Vertical transverse transport induced by hidden in-plane Berry curvature in two dimensions

TL;DR

This paper introduces a modified in-plane Berry curvature in 2D materials to explain vertical transverse transport phenomena, supported by first-principles calculations on specific monolayers, revealing new quantum transport effects.

Contribution

It proposes a new formulation of Berry curvature with in-plane components to explain out-of-plane transport in 2D systems, expanding understanding of quantum phenomena.

Findings

Large in-plane BC in GdAg2 monolayer

Large BC dipole in BiAg2 monolayer

Significant vertical Hall effects in 2D materials

Abstract

The discovery of Berry curvature (BC) has spurred a tremendous surge of research into various quantum phenomena such as the anomalous transport of electrons and the topological phases of matter. In two-dimensional crystalline systems, the conventional definition of the BC lacks the in-plane components and thus it cannot explain the transverse transport along the plane-normal direction. Here, we modify the BC to newly provide in-plane components in two dimensions, giving rise to the vertical Hall effects that describe out-of-plane transports in response to in-plane perturbations and their Onsager reciprocity.

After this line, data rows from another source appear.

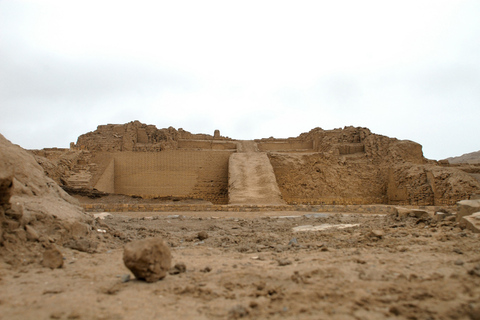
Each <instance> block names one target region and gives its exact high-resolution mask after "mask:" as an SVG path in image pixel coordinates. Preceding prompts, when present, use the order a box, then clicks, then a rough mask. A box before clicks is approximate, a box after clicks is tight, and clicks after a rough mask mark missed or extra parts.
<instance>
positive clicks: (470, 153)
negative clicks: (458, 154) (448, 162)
mask: <svg viewBox="0 0 480 320" xmlns="http://www.w3.org/2000/svg"><path fill="white" fill-rule="evenodd" d="M445 160H447V161H448V162H449V163H451V164H458V163H480V151H476V152H470V153H465V154H464V155H461V156H459V157H451V158H447V159H445Z"/></svg>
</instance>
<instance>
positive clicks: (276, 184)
mask: <svg viewBox="0 0 480 320" xmlns="http://www.w3.org/2000/svg"><path fill="white" fill-rule="evenodd" d="M238 150H240V152H239V153H234V154H232V155H231V156H230V159H229V165H228V167H229V169H228V170H229V171H228V187H229V188H228V195H229V203H230V204H285V202H284V201H283V200H282V196H281V193H280V189H279V188H278V185H277V180H276V178H275V173H274V172H273V167H272V165H271V164H270V160H269V159H268V157H267V154H266V153H264V152H258V148H257V147H256V144H255V143H254V142H253V141H242V142H241V143H240V146H239V148H238Z"/></svg>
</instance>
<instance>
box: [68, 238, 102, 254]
mask: <svg viewBox="0 0 480 320" xmlns="http://www.w3.org/2000/svg"><path fill="white" fill-rule="evenodd" d="M64 246H65V247H67V248H70V249H74V250H78V251H81V252H88V253H94V252H95V250H96V249H97V247H98V243H97V242H94V241H90V240H88V239H72V240H70V241H68V242H67V243H65V245H64Z"/></svg>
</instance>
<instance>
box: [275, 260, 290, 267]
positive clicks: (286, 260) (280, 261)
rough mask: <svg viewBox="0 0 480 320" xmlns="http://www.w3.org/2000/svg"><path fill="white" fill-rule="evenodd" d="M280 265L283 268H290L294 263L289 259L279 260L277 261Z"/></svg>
mask: <svg viewBox="0 0 480 320" xmlns="http://www.w3.org/2000/svg"><path fill="white" fill-rule="evenodd" d="M277 262H278V265H279V266H281V267H284V266H288V265H289V264H292V262H291V261H290V260H288V259H278V260H277Z"/></svg>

Our first-principles calculations show that a large in-plane BC can appear even in an atomic-thick GdAg2 monolayer, and a hexagonal BiAg2 monolayer can host a large BC dipole known to vanish in the conventional BC. The quantum transports driven by the hitherto-hidden BC will become more significant in recently emerging two-dimensional platforms, including van der Waals heterostructures.